Dunn v. Endoscopy Center of Southern Nevada, No. 2:11–cv–00560–RLH–PAL, 2011 WL 5509004 (D. Nev. Nov. 7, 2011).

Having a colonscopy isn’t bad enough? How about getting Hepatitis C during your colonscopy? That sucks. Oh, and the answer to the question in the headline is Propofol (also now known as the Michael Jackson drug). Read on.

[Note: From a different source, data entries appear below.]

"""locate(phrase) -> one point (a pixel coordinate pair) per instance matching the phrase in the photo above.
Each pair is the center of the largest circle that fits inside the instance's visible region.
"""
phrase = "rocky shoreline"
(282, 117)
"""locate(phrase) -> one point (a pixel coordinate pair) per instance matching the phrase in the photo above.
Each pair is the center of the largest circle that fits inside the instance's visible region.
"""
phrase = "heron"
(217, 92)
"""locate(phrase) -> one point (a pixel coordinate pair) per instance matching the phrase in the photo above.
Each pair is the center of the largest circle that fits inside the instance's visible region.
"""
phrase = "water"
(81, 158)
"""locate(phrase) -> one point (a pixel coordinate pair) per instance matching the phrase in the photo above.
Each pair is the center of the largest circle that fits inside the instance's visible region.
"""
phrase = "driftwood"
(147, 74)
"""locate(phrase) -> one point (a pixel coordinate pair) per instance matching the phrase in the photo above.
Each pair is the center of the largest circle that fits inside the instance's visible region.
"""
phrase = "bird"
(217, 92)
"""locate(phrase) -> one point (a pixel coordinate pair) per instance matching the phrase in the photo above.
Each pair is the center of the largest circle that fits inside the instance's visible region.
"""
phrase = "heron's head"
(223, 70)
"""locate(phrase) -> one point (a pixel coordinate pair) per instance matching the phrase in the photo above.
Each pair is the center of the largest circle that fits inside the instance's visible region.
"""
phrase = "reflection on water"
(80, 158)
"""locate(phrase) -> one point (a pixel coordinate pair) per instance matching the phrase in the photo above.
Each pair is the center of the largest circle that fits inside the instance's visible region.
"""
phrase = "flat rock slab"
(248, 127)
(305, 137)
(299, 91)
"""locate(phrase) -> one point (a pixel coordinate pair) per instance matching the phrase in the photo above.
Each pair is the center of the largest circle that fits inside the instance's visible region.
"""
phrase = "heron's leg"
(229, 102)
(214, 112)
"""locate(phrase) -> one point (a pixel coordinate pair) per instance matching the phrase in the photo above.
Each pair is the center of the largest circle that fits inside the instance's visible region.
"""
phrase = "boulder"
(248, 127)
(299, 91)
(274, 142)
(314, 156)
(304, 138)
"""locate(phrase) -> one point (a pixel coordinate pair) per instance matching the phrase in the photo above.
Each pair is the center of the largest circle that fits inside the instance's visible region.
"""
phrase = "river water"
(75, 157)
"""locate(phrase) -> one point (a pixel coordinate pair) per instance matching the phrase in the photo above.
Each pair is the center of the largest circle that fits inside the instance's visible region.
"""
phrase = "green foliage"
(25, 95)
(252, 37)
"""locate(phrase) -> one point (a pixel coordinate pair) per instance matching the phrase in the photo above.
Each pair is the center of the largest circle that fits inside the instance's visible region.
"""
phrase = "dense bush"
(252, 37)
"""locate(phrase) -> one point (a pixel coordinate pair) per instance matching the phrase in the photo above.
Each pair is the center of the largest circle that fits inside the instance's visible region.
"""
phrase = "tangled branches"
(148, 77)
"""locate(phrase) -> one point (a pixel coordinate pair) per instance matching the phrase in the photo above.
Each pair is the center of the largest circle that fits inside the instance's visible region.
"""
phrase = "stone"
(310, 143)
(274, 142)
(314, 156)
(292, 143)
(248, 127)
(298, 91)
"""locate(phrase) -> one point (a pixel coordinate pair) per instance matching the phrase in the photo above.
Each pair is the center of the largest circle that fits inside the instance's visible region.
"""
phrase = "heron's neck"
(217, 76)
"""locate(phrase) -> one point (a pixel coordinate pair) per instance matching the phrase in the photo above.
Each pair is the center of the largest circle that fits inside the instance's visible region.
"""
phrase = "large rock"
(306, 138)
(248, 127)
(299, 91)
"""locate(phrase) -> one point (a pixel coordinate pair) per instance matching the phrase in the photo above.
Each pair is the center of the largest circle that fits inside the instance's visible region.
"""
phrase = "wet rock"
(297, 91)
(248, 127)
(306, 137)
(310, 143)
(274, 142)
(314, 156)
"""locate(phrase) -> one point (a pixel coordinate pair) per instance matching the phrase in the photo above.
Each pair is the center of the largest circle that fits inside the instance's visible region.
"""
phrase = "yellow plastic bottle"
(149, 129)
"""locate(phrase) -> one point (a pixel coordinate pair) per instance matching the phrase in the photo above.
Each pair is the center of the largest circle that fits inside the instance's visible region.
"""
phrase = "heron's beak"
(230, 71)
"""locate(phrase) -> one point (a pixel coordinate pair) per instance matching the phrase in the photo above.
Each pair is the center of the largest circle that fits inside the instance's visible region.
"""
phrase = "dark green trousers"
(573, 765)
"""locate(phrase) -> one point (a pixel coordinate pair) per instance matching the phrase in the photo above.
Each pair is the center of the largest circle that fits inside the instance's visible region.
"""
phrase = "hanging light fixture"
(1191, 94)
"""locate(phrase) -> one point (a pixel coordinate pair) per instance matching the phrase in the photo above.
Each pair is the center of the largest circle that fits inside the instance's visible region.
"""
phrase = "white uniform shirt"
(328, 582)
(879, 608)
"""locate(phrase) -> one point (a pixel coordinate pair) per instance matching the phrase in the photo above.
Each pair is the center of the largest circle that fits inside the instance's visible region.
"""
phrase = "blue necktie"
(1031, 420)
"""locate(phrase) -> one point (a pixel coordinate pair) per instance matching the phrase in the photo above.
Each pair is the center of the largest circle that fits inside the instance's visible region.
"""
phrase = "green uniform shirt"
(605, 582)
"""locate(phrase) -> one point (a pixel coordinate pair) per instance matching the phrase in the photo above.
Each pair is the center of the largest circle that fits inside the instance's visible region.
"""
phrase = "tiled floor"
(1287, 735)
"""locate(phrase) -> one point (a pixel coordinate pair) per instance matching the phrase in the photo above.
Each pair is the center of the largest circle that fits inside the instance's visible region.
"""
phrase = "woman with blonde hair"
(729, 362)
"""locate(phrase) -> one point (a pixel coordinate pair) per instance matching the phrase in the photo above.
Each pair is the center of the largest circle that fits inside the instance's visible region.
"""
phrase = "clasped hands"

In this consolidated action, a District Court in Nevada held that “mass action” does not include any civil action involving “a single event or occurrence,” such as an environmental accident, that gives rise to the claims of all plaintiffs.  Further, use of singular in the statutory language–“an event or occurrence” not “events or occurrences,” would not apply to a product liability case because the sale of a product to different people does not qualify as an event.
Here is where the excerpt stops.